Für Thomas Schmitz war es die Geburt seiner Tochter, die ihn veranlasst hat, sich die Sinnfrage im Job zu stellen. Die Überlegung „Was mache ich hier eigentlich?“ brachte ihn schließlich dazu, sich nach der Arbeit in Designbüros für Möbel und Accessoires beim Bergsportausrüster Vaude zu bewerben, einem mehrfach ausgezeichneten nachhaltigen Unternehmen. Dort designt er nun Rucksäcke für Berg- und Bikesport. „Wichtig ist, dass die Materialien nachhaltig produziert sind, Entwürfe zeitlos sind und der Rucksack gut reparierbar ist, was die Nutzungsdauer erhöht und damit die Wegwerfquote minimiert“, sagt Schmitz. „Es macht einfach wahnsinnig Spaß, sein Können für so etwas Sinnvolles einzubringen.“ Neben der Vereinbarkeit von Beruf und Familie war der Fokus des Unternehmens auf Nachhaltigkeit ein wichtiger Punkt, der Schmitz überzeugt hat. Er ist der Meinung: „Man muss sich heute schon beide Augen und Ohren zuhalten, um an dem Thema vorbeizuarbeiten.“
Der Meinung ist auch Krischan Ostenrath. Er glaubt, dass in der jungen Generation ein großes Interesse für einen nachhaltigen Lebensstil vorhanden ist. Aber nicht bei allen läuft es wie bei Schmitz: „Die Übersetzung in die Frage: "Kann ich das auch beruflich machen?" funktioniert oft nicht“, sagt Ostenrath.
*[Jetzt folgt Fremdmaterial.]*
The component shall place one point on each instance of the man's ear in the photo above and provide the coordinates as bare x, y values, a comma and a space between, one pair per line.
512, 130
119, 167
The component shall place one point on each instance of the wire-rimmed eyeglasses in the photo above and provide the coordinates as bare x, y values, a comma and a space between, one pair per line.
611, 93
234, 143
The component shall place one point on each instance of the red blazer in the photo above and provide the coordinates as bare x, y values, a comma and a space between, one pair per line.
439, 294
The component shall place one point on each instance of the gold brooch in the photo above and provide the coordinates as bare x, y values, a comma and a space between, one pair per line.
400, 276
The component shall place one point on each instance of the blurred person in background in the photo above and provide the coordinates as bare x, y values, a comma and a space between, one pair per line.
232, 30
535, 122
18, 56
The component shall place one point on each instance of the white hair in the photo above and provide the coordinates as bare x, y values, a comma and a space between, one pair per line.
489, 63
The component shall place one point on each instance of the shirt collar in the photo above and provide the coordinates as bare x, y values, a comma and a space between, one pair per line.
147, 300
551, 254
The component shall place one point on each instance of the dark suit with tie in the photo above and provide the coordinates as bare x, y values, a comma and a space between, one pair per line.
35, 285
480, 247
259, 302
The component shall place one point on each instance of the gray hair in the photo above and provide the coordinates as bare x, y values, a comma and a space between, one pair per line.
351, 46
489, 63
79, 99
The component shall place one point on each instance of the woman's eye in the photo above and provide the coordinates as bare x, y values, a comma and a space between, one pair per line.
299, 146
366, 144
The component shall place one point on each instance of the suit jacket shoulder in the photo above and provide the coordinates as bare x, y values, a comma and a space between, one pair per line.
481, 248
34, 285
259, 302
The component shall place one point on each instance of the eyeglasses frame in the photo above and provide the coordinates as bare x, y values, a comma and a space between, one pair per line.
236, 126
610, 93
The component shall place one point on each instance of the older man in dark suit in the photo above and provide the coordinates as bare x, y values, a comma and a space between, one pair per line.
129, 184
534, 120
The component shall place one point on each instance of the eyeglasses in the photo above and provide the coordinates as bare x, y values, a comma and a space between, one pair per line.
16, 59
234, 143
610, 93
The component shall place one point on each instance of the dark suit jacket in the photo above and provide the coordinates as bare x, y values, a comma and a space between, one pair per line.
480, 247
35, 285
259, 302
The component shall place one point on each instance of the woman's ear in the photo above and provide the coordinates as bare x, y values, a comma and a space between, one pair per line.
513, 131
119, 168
Deshalb hat der Arbeitsmarktexperte des „Wissenschaftsladen Bonn“ zusammen mit dem Bundesverband UnternehmensGrün e.V. und der Zeitbild Stiftung das erste bundesweite Portal zur Berufsorientierung und Vernetzung im Bereich ökologisches Arbeiten ins Leben gerufen, das Netzwerk Grüne Arbeitswelt Es soll Jugendlichen nachhaltige Jobs aufzeigen. „Immer noch wollen viele KFZ-Mechaniker oder Friseurin werden und wer doch auf die Idee kommt, findet keine gebündelten Informationen“, erklärt Ostenrath. Neben Unterrichtseinheiten finden sich auf der Webseite nachhaltige Firmen, Beispielvideos von Menschen, die ihren Job in der grünen Wirtschaft erklären oder Informationsveranstaltungen. Krischan Ostenrath sagt: „Wir werden die gesteckten Klimaschutzziele sowieso schon schwer erreichen, aber wir werden sie auf keinen Fall erreichen, wenn wir keine gut ausgebildeten Leute in diesem Bereich haben.“
Dafür müsse man jungen Menschen vor allem die Berührungsängste nehmen und mit dem Vorurteil aufräumen, dass man für eine Bewerbung bereits bestehendes Engagement im grünen und nachhaltigen Bereich vorweisen muss: „Es geht dort in erster Linie um die Dinge, die man handwerklich kann. Die überwältigende Mehrheit hat gar keinen grünen Hintergrund, sondern will einfach einen Job mit Sinn“, sagt Ostenrath. „Man kann sich ja nicht bei Greenpeace bewerben und sagen, ich wollte schon immer Wale retten, sondern man sollte einen Bootsführerschein besitzen. Das gelernte Handwerk ist wichtiger als die grüne Seele. Schließlich sind das auch Unternehmen, die wirtschaftlich arbeiten müssen – und die Geschäfte laufen nicht gut, wenn man nur Überzeugungstäter hat.“
Diese Meinung vertritt auch der Projektpartner UnternehmensGrün e.V., der Bundesverband der grünen Wirtschaft mit 300 Mitgliedsunternehmen. „Grüne Jobs bekannter zu machen, ist für nachhaltige Unternehmen enorm wichtig, denn auch sie erleben einen Fachkräftemangel“, sagt Geschäftsführerin Katharina Reuter. Deshalb trägt der Verband das Projekt in die Wirtschaft, organisiert Vernetzungsworkshops und Exkursionen für Schulgruppen. „Viele in der klassischen Wirtschaft suchen einen Job mit Sinn: Aber es ist einfach nicht präsent, dass das zum Beispiel auch als Banker geht – und man sich bei der nachhaltigen Bank GLS bewerben könnte“, sagt Reuter.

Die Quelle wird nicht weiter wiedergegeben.